Fondatrice de Boost Your B, consultante et formatrice

Spa Manager en reconversion
Diriger les autres sans s’oublier soi-même :
le défi silencieux des Spa Managers
Si le secteur du Spa avance vers davantage d’équilibre et d’écoute, certaines réalités du terrain restent encore difficiles. Nous avons souhaité mettre en lumière cette nuance à travers le parcours d’Éléonora, partagé avec Clarisse Trouiller-Gerfaux dans un échange d’une grande sincérité, et qui en offre une illustration particulièrement forte. Nous sommes convaincues que son témoignage résonnera auprès de nombreux professionnels du Spa et qu’il pourra, nous l’espérons, servir de levier pour faire évoluer un métier qui mérite d’être mieux compris, mieux soutenu et mieux accompagné.
Combien de temps t’a-t-il fallu pour passer du poste de praticienne à celui de Spa Manager ?
Eleonora Durand Sacco : En trois ans, je suis devenue Spa Manager : deux ans au Club Med, puis deux ans directrice dans un Spa haut de gamme à Lyon.
À quel moment as-tu commencé à ressentir que ce poste ne te convenait plus ?
E.D.C. : Honnêtement, les six premiers mois de mon poste de directrice à Lyon ont été très difficiles. J’avais envie de démissionner presque chaque semaine ! Au Club Med, j’étais très soutenue sur les volets RH et business. Ici, je devais tout gérer seule, en plus d’une équipe avec laquelle la relation n’était pas simple. Contrairement au Club Med, les praticiennes ne vivaient pas sur place, elles avaient leur vie, leurs loisirs. Elles étaient naturellement moins impliquées que moi, et au début, je ne comprenais pas cette différence. J’avais parfois le sentiment qu’elles se sentaient plus en droit qu’en devoir. J’ai dû m’adapter, apprendre sur le tas, les comprendre et trouver un mode de fonctionnement commun. Heureusement, mon point fort, c’est le management, créer du lien.
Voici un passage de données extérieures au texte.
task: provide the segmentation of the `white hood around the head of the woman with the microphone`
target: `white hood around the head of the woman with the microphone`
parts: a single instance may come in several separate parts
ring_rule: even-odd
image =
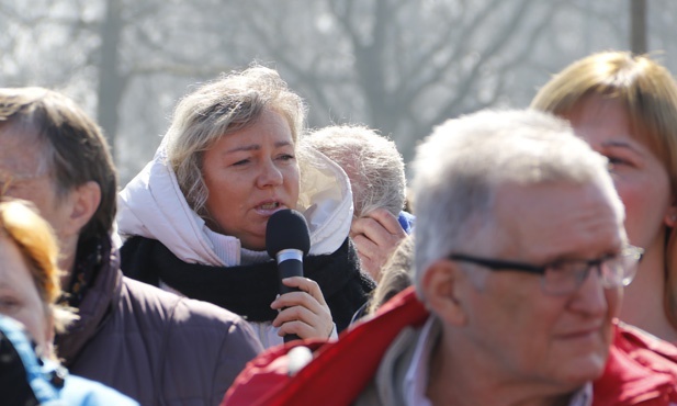
[[[352,222],[352,193],[343,170],[323,154],[305,149],[308,165],[302,166],[296,210],[311,232],[311,255],[336,251],[348,237]],[[157,239],[188,263],[215,267],[240,264],[239,239],[224,236],[225,248],[216,253],[211,232],[189,205],[177,177],[168,165],[165,143],[154,159],[119,193],[117,232]]]

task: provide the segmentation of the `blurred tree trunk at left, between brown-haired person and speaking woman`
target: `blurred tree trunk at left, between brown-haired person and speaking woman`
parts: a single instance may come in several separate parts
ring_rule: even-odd
[[[99,64],[99,88],[97,120],[111,146],[115,157],[115,137],[117,135],[120,105],[125,79],[121,75],[120,42],[124,22],[122,19],[122,0],[106,0],[106,10],[101,25],[101,59]]]

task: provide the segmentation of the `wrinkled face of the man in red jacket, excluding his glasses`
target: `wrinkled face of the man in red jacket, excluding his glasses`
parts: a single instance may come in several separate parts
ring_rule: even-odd
[[[496,201],[505,244],[498,252],[489,248],[493,258],[542,266],[597,259],[622,247],[620,215],[597,187],[509,185]],[[486,272],[486,279],[481,287],[465,285],[463,334],[477,350],[477,363],[488,365],[495,379],[532,382],[557,393],[603,372],[620,287],[603,289],[591,271],[578,291],[552,296],[543,293],[537,274],[471,271]]]

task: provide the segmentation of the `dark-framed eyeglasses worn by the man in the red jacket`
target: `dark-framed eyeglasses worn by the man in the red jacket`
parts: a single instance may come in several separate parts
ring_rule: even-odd
[[[550,295],[574,293],[588,278],[590,269],[597,269],[601,284],[606,289],[628,286],[634,279],[637,264],[644,250],[625,246],[619,253],[591,260],[560,260],[542,267],[531,263],[505,261],[500,259],[478,258],[463,253],[452,253],[453,261],[475,263],[493,271],[520,271],[541,275],[541,289]]]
Je trouve effectivement que la chose la plus difficile, c’est la gestion d’équipe. Est-ce que c’est ça qui t’a fait quitter ce poste ?
E.D.C. : Oui et non. Je trouve que ce secteur d’activité n’est vraiment pas facile, car on doit gérer des êtres humains qui s’occupent d’autres êtres humains. Émotionnellement, on est mis à rude épreuve. Mais il y avait aussi le fait que mon conjoint et moi avions le projet de fonder une famille, donc j’ai dû faire un choix et prendre un travail plus compatible.

Il est vrai qu’en tant que Spa manager, on est vite confronté à ce « fameux choix » : la carrière ou la famille. J’ai dû le faire aussi. Ce métier te manque-t-il aujourd’hui ?
E.D.C. : Oui, ça me manque énormément. Quand on choisit cette voie, c’est avant tout un métier de passion. Si c’était à refaire, je serais plus exigeante sur les conditions car au regard de toute l’énergie, de l’implication et des responsabilités que cela demande – envers l’équipe, les infrastructures, l’hygiène, la réglementation – la reconnaissance, notamment financière, n’est pas toujours à la hauteur.
Le salaire reste un sujet important. Même si la prise de conscience progresse, il est encore difficile de trouver des rémunérations à la hauteur de ce que représente ce métier. Penses-tu qu’il y aurait davantage de Spa managers expérimentées sur le terrain si elles n’étaient pas contraintes de choisir entre leur carrière et leur vie de famille ?
E.D.C. : Pour ma part, je suis convaincue que c’est compatible. Tout dépend surtout de la personne qui se trouve au-dessus de toi. Si tu es compétente, que tu disposes d’une équipe complète et que ta direction adopte un état d’esprit « à l’américaine », c’est-à-dire : « tant que les résultats sont là, tu t’organises comme tu veux », il n’y a aucune raison que cela ne fonctionne pas. Si les Spa managers pouvaient à la fois être performantes et présentes pour leur famille, il y aurait peut-être moins de turn-over et davantage de profils expérimentés resteraient durablement en poste.
Aujourd’hui, tu n’es plus du tout en lien avec ce secteur. Peux-tu me dire quel est ton travail et en quoi avoir été Spa manager a été un atout dans ta reconversion ?
E.D.C. : Aujourd’hui, je suis secrétaire médicale, après être également passée par la banque et la vente de produits de coiffure. Honnêtement, je n’utilise plus vraiment mes compétences de manager et de gestionnaire dans mon métier actuel. En revanche, mon expérience de Spa Manager m’a donné une vraie assurance : je sais que je suis capable de tout ! Si demain on me confiait la gestion d’un établissement, je n’aurais aucun doute sur mes compétences ni sur ma capacité à fédérer une équipe.